France Considers “Culture Tax” on Online Video-Sharing

January 13, 2014

A visitor is seen at the You Tube stand during the annual MIPCOM television programme market in CannesThe French government is considering a requirement that online video-sharing services, such as YouTube, pay a fee described by some as a “culture tax” in support of production of French television and motion picture content.  This issue illustrates the extent to which user-generated online content is affecting the traditional media content development and distribution processes.

Currently, the French government requires all broadcasters, motion picture theaters, and Internet service providers that operate in France to pay a tax.  The proceeds from that tax are used to support the production of new television and motion picture content in France.  This “culture tax” reportedly raises approximately 1.3 billion euros per year.
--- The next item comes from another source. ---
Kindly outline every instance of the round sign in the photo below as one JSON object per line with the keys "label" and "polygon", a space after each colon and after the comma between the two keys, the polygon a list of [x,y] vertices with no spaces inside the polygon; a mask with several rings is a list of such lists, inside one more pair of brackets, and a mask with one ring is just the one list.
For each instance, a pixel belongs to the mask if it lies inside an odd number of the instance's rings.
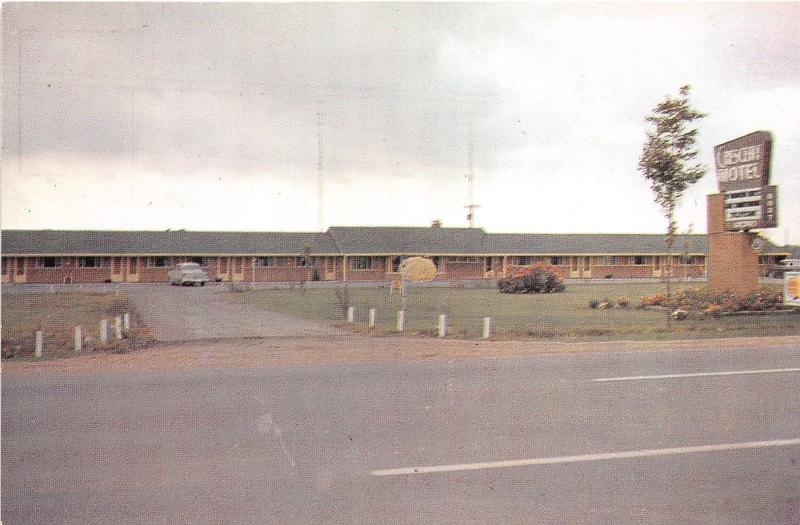
{"label": "round sign", "polygon": [[400,263],[400,273],[409,281],[432,281],[436,277],[436,265],[425,257],[409,257]]}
The French authorities are not considering requiring individual developers and viewers of online user-generated content to pay the tax.  The tax would only be assessed against the online service providers, such as YouTube, that operate the forums in which the content is shared.

French authorities suggest that application of the tax to the online service providers is justified because those service providers are now, in effect, media content providers.  The French tax is currently directed toward all media content providers operating in France, thus the authorities contend that YouTube and the other providers of services supporting user-generated content sharing should pay the tax, as well.

French authorities are also considering expansion of the culture tax.  For example, they are reviewing a proposal to assess a one percent tax on all smartphones, tablets, and other electronic devices sold in France.  The proceeds from that new tax would also be used to support production of new television and motion picture content in France.

Many technology companies oppose expansion of the culture tax to user-generated content and electronic devices.  They express concern that the taxes could impede expansion of digital media content use.

The French actions highlight the evolving nature of digital media content.  As online content, including user-generated content, becomes increasingly widespread and popular, it has an important impact on the traditional media content development and distribution systems.

In effect, France is on the verge of recognizing user-generated content as an additional media content provider, comparable to traditional television and motion picture producers and distributors.  Based on that recognition, French authorities are apparently prepared to tax that content.

It should also be recognized, however, that if the user-generated content made available through online services such as YouTube is considered to be a government recognized form of media, then all legal and regulatory protections available in France to traditional media content providers such as broadcasters and motion picture producers should also be available to the online services that distribute user generated-content.  If user-generated content is viewed to be comparable to television and motion picture content for tax purposes, that content should also receive the same protections and privileges available in France for those traditional forms of media.